Przypomnijmy fakty. Afera wybuchła w marcu 2013 roku, gdy biuro podróży ogłosiło upadłość. Sprawa została nagłośniona, ponieważ Viki Travel organizowało przelot 50 uczniów do Stanów Zjednoczonych na finał międzynarodowego konkursu Odyseja Umysłu. Wyprawę młodych Polaków uratował rząd oraz lokalne samorządy, które na przelot przekazały brakujące pieniądze.
Podczas śledztwa wyszło na jaw, że biuro funkcjonowało tylko wirtualnie. Większość zainteresowanych kontaktowało się z organizatorem przez internet. Firma, mimo wskazanego adresu, nie miała stałej siedziby. Umowa na najem lokalu obowiązywała tylko dwa miesiące. Wynajmujący zerwał ją, gdy nie otrzymał czynszu.
- Zarzucone Beacie W. przestępstwo zagrożone jest karą od roku do 10 lat pozbawienia wolności. Przesłuchana w toku postępowania przygotowawczego Beata W. nie przyznała się do jego popełnienia. Złożyła wyjaśnienia, które nie znajdują odzwierciedlenia w zgromadzonym materiale dowodowym - dodaje Wawryniuk.

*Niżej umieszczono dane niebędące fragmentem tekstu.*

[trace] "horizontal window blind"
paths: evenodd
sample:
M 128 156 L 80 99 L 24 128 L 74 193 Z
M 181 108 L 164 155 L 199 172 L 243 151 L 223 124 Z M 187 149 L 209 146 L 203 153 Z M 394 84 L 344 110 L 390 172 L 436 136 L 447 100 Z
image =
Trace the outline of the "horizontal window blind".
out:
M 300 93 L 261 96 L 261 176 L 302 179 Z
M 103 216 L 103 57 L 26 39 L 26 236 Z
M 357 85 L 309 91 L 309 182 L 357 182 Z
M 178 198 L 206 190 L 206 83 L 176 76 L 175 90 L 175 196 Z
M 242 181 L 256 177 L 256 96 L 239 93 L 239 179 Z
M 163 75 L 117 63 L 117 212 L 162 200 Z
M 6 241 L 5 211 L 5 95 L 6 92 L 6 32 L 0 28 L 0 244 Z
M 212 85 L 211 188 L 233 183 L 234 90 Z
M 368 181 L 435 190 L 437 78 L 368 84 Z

Na początku września utratę płynności finansowej ogłosiło opolskie biuro podróży. W efekcie czego poza granicami pozostało 150 osób. Zostały one ściągnięte do kraju, dzięki pomocy urzędu marszałkowskiego. Akcja była zorganizowana w ramach gwarancji ubezpieczeniowej.
Byłeś świadkiem lub uczestnikiem zdarzenia? .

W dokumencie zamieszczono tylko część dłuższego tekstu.